Évaluation des mesures existantes.
- Programmes éducatifs et de formation professionnelle.
Malgré des initiatives comme le Fonds National de l’Emploi (FNE), les résultats sont limités. Selon l’INS, seuls 20 % des jeunes formés au FNE trouvent un emploi durable. « Nous avons besoin d’une formation qui répond aux besoins locaux », affirme une jeune femme formée en gestion administrative.
- Projets structurants.
Les projets comme le port de Kribi et les barrages ont créé moins de 10 000 emplois permanents sur les 200 000 promis. Une grande partie des postes techniques ont été occupés par des expatriés.

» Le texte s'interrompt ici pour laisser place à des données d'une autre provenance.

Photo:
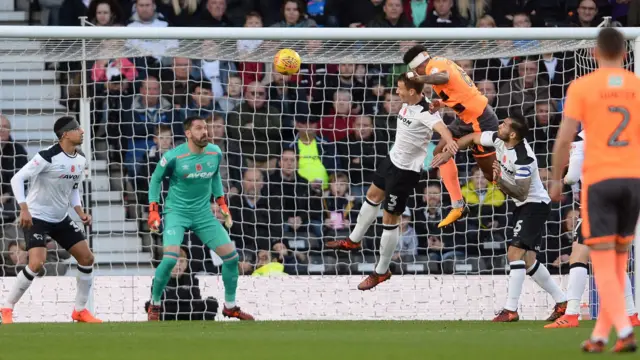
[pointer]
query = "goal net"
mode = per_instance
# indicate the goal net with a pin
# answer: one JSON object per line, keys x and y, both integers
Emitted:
{"x": 299, "y": 154}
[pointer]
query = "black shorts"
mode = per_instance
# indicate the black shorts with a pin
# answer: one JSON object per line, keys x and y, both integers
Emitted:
{"x": 398, "y": 185}
{"x": 610, "y": 210}
{"x": 488, "y": 121}
{"x": 529, "y": 224}
{"x": 66, "y": 233}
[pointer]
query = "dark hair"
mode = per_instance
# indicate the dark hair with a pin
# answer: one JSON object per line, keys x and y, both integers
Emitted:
{"x": 519, "y": 126}
{"x": 412, "y": 53}
{"x": 611, "y": 43}
{"x": 116, "y": 11}
{"x": 189, "y": 121}
{"x": 410, "y": 84}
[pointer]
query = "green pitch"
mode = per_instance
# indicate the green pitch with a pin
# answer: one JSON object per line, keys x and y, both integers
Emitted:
{"x": 299, "y": 340}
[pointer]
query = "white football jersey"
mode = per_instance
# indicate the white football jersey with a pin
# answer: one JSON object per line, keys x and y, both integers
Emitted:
{"x": 518, "y": 162}
{"x": 413, "y": 133}
{"x": 54, "y": 177}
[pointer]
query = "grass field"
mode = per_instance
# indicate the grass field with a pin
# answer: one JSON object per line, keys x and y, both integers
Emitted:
{"x": 300, "y": 340}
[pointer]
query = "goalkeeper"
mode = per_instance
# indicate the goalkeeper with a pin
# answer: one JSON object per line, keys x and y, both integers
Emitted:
{"x": 193, "y": 171}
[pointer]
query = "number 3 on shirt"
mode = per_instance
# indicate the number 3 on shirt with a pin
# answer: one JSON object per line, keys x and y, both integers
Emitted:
{"x": 614, "y": 139}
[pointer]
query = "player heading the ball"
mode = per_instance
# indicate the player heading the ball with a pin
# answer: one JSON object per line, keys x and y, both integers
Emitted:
{"x": 193, "y": 169}
{"x": 457, "y": 91}
{"x": 397, "y": 176}
{"x": 55, "y": 174}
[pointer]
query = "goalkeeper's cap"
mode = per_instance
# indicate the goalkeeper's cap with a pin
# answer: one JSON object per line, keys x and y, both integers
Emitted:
{"x": 415, "y": 56}
{"x": 64, "y": 124}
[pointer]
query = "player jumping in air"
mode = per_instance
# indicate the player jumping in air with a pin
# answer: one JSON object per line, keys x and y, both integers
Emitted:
{"x": 54, "y": 174}
{"x": 193, "y": 173}
{"x": 578, "y": 273}
{"x": 397, "y": 176}
{"x": 607, "y": 103}
{"x": 457, "y": 91}
{"x": 517, "y": 175}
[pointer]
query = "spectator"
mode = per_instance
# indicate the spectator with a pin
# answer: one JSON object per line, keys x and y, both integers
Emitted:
{"x": 445, "y": 15}
{"x": 105, "y": 13}
{"x": 344, "y": 80}
{"x": 335, "y": 126}
{"x": 586, "y": 16}
{"x": 300, "y": 208}
{"x": 392, "y": 16}
{"x": 407, "y": 247}
{"x": 294, "y": 14}
{"x": 181, "y": 299}
{"x": 256, "y": 221}
{"x": 339, "y": 205}
{"x": 181, "y": 12}
{"x": 215, "y": 16}
{"x": 315, "y": 155}
{"x": 362, "y": 150}
{"x": 200, "y": 101}
{"x": 520, "y": 95}
{"x": 140, "y": 120}
{"x": 233, "y": 96}
{"x": 255, "y": 128}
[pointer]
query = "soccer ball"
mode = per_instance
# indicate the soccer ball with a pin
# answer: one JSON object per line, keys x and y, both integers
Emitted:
{"x": 287, "y": 62}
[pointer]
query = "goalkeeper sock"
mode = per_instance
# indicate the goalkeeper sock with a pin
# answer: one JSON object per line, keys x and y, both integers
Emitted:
{"x": 388, "y": 243}
{"x": 230, "y": 275}
{"x": 162, "y": 276}
{"x": 517, "y": 274}
{"x": 84, "y": 280}
{"x": 578, "y": 276}
{"x": 449, "y": 174}
{"x": 541, "y": 276}
{"x": 628, "y": 297}
{"x": 23, "y": 281}
{"x": 366, "y": 217}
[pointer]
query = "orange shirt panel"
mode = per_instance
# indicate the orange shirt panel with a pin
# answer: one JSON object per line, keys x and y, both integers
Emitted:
{"x": 459, "y": 93}
{"x": 607, "y": 102}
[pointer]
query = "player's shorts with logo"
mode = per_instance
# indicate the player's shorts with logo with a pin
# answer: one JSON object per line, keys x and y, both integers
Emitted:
{"x": 66, "y": 233}
{"x": 610, "y": 208}
{"x": 397, "y": 183}
{"x": 529, "y": 224}
{"x": 204, "y": 224}
{"x": 488, "y": 121}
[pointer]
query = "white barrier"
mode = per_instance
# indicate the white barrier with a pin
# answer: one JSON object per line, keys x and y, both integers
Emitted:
{"x": 425, "y": 297}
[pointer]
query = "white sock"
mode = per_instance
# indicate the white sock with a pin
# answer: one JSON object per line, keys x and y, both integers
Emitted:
{"x": 541, "y": 276}
{"x": 517, "y": 274}
{"x": 388, "y": 243}
{"x": 23, "y": 281}
{"x": 84, "y": 281}
{"x": 366, "y": 217}
{"x": 578, "y": 277}
{"x": 630, "y": 305}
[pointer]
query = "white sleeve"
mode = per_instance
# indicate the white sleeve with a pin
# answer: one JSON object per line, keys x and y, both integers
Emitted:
{"x": 429, "y": 119}
{"x": 488, "y": 138}
{"x": 35, "y": 166}
{"x": 576, "y": 157}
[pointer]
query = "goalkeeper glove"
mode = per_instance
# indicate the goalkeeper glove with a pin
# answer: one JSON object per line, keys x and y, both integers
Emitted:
{"x": 224, "y": 209}
{"x": 154, "y": 217}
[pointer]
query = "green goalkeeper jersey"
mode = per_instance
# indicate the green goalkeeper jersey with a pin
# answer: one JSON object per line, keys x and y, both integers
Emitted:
{"x": 193, "y": 178}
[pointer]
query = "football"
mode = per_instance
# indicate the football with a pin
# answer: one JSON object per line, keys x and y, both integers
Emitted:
{"x": 287, "y": 62}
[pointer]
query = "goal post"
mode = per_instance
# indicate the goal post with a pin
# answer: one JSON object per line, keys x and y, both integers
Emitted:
{"x": 472, "y": 287}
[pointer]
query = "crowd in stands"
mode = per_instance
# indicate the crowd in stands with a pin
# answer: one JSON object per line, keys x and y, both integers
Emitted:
{"x": 300, "y": 151}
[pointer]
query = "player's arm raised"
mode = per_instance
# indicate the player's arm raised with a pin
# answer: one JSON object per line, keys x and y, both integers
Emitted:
{"x": 34, "y": 167}
{"x": 218, "y": 193}
{"x": 164, "y": 168}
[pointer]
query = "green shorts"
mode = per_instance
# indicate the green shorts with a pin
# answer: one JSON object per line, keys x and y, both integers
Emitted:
{"x": 204, "y": 225}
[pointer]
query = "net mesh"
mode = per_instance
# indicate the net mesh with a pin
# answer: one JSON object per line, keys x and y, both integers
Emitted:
{"x": 139, "y": 92}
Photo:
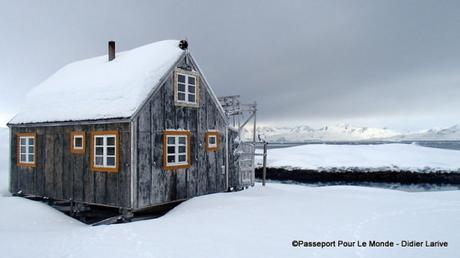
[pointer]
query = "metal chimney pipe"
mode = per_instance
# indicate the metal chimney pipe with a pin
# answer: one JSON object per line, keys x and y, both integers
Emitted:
{"x": 111, "y": 50}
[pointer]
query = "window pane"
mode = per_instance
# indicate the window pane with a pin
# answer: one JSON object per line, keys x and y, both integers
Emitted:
{"x": 78, "y": 142}
{"x": 111, "y": 140}
{"x": 191, "y": 98}
{"x": 99, "y": 161}
{"x": 111, "y": 151}
{"x": 191, "y": 80}
{"x": 181, "y": 96}
{"x": 181, "y": 87}
{"x": 212, "y": 140}
{"x": 99, "y": 141}
{"x": 111, "y": 161}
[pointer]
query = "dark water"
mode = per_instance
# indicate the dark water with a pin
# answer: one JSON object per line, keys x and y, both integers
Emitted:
{"x": 392, "y": 186}
{"x": 451, "y": 145}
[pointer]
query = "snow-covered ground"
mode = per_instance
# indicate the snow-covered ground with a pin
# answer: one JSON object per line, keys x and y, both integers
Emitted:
{"x": 409, "y": 157}
{"x": 258, "y": 222}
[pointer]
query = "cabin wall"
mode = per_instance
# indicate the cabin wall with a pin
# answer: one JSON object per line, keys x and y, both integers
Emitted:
{"x": 62, "y": 175}
{"x": 154, "y": 185}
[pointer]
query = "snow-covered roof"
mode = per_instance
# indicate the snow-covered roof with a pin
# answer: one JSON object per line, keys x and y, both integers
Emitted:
{"x": 98, "y": 89}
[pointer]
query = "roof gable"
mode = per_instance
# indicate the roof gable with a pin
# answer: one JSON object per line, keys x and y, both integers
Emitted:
{"x": 97, "y": 89}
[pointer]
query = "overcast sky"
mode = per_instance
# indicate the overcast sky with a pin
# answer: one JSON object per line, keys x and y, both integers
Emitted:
{"x": 382, "y": 63}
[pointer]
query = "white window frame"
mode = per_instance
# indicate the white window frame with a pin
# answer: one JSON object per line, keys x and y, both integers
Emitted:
{"x": 27, "y": 152}
{"x": 186, "y": 92}
{"x": 75, "y": 147}
{"x": 212, "y": 145}
{"x": 105, "y": 147}
{"x": 177, "y": 153}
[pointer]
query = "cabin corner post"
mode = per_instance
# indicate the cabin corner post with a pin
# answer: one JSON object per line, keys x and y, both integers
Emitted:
{"x": 133, "y": 169}
{"x": 10, "y": 159}
{"x": 226, "y": 157}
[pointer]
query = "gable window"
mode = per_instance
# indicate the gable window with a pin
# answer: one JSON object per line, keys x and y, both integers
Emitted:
{"x": 186, "y": 88}
{"x": 77, "y": 142}
{"x": 212, "y": 140}
{"x": 176, "y": 149}
{"x": 26, "y": 154}
{"x": 104, "y": 151}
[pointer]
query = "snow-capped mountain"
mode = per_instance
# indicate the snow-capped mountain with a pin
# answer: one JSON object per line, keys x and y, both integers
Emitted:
{"x": 341, "y": 132}
{"x": 345, "y": 132}
{"x": 446, "y": 134}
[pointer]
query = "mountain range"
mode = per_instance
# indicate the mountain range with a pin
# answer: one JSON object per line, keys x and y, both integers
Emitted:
{"x": 345, "y": 132}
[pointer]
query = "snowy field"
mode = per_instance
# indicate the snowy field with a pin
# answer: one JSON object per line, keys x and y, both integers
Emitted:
{"x": 259, "y": 222}
{"x": 409, "y": 157}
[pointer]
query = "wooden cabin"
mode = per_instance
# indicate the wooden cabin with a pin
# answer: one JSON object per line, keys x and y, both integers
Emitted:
{"x": 130, "y": 130}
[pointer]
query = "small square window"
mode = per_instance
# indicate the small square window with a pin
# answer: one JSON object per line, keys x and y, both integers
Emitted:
{"x": 26, "y": 149}
{"x": 77, "y": 142}
{"x": 176, "y": 149}
{"x": 186, "y": 88}
{"x": 104, "y": 151}
{"x": 212, "y": 140}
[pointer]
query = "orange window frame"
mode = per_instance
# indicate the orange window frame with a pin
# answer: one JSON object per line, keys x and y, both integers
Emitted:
{"x": 18, "y": 150}
{"x": 117, "y": 151}
{"x": 72, "y": 142}
{"x": 207, "y": 135}
{"x": 165, "y": 146}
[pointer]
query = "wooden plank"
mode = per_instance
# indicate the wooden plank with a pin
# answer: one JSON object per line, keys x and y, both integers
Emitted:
{"x": 49, "y": 164}
{"x": 58, "y": 165}
{"x": 124, "y": 177}
{"x": 14, "y": 179}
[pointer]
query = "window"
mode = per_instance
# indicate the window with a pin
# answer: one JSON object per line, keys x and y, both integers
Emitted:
{"x": 77, "y": 142}
{"x": 104, "y": 151}
{"x": 186, "y": 90}
{"x": 176, "y": 149}
{"x": 212, "y": 140}
{"x": 26, "y": 153}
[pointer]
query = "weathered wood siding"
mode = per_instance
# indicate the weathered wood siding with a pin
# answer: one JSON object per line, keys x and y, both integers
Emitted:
{"x": 154, "y": 185}
{"x": 62, "y": 175}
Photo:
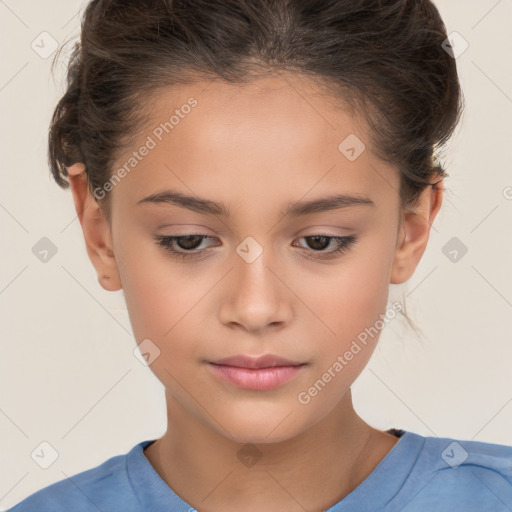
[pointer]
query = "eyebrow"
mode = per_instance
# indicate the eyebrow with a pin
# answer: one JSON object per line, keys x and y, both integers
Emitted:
{"x": 295, "y": 209}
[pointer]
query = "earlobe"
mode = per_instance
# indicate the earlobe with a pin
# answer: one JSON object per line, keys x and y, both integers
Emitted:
{"x": 414, "y": 233}
{"x": 96, "y": 229}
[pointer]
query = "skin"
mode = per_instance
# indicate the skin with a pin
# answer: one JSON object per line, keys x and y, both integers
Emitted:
{"x": 256, "y": 148}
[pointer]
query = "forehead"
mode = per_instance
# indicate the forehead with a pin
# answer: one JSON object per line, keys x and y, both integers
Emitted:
{"x": 274, "y": 135}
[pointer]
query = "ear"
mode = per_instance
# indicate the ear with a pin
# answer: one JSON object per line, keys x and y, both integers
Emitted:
{"x": 414, "y": 232}
{"x": 96, "y": 229}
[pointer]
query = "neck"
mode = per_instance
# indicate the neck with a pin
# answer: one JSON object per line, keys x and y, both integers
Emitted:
{"x": 211, "y": 471}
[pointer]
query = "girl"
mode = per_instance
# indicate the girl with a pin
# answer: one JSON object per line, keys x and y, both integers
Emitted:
{"x": 253, "y": 174}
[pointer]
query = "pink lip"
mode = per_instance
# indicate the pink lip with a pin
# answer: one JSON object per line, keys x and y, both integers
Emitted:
{"x": 259, "y": 373}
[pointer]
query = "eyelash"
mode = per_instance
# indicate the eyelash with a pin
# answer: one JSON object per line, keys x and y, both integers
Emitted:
{"x": 167, "y": 242}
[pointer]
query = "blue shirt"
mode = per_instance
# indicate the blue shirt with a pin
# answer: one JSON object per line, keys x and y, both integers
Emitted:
{"x": 418, "y": 474}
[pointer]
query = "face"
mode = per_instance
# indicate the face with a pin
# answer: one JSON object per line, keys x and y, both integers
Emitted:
{"x": 256, "y": 278}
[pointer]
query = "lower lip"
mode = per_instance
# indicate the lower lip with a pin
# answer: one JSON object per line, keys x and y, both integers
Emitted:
{"x": 260, "y": 379}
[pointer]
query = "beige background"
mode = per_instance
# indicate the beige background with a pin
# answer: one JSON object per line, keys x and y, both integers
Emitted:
{"x": 68, "y": 375}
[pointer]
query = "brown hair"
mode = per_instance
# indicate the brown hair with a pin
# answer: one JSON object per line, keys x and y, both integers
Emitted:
{"x": 384, "y": 56}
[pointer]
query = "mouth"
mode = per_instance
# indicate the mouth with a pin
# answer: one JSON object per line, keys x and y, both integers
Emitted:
{"x": 256, "y": 373}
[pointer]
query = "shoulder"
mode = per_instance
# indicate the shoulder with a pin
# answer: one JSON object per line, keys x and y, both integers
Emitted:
{"x": 104, "y": 487}
{"x": 461, "y": 475}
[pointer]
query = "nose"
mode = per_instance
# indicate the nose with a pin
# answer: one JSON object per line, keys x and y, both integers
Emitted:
{"x": 256, "y": 297}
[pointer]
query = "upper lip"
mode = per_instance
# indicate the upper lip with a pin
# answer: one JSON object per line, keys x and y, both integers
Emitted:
{"x": 265, "y": 361}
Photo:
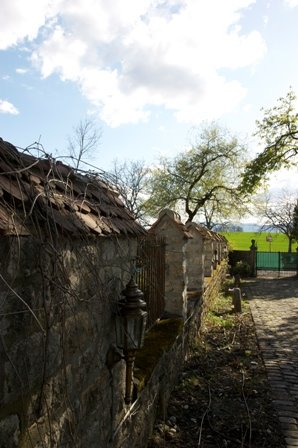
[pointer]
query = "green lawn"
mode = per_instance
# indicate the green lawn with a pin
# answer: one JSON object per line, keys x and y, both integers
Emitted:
{"x": 242, "y": 241}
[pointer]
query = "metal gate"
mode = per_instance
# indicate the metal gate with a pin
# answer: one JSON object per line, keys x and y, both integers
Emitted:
{"x": 150, "y": 275}
{"x": 277, "y": 261}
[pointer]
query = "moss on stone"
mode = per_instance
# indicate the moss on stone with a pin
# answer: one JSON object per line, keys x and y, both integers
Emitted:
{"x": 158, "y": 340}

- Initiatives pour les PME et startups.
Bien que des incubateurs existent, le financement reste un goulot d’étranglement. Selon une étude de la GIZ, moins de 5 % des startups camerounaises survivent après deux ans d’activité.
Propositions de solutions.
- Repenser l’économie nationale.
- Développer une politique industrielle : L’établissement de zones économiques spéciales (ZES) peut stimuler l’industrialisation.
Ces zones doivent être soutenues par des politiques fiscales attractives pour attirer les investisseurs. Un exemple réussi est celui de l’Éthiopie avec son parc industriel d’Hawassa, qui a créé plus de 30 000 emplois directs en cinq ans. Au Cameroun, une ZES axée sur la transformation du cacao et du café pourrait créer des milliers d’emplois.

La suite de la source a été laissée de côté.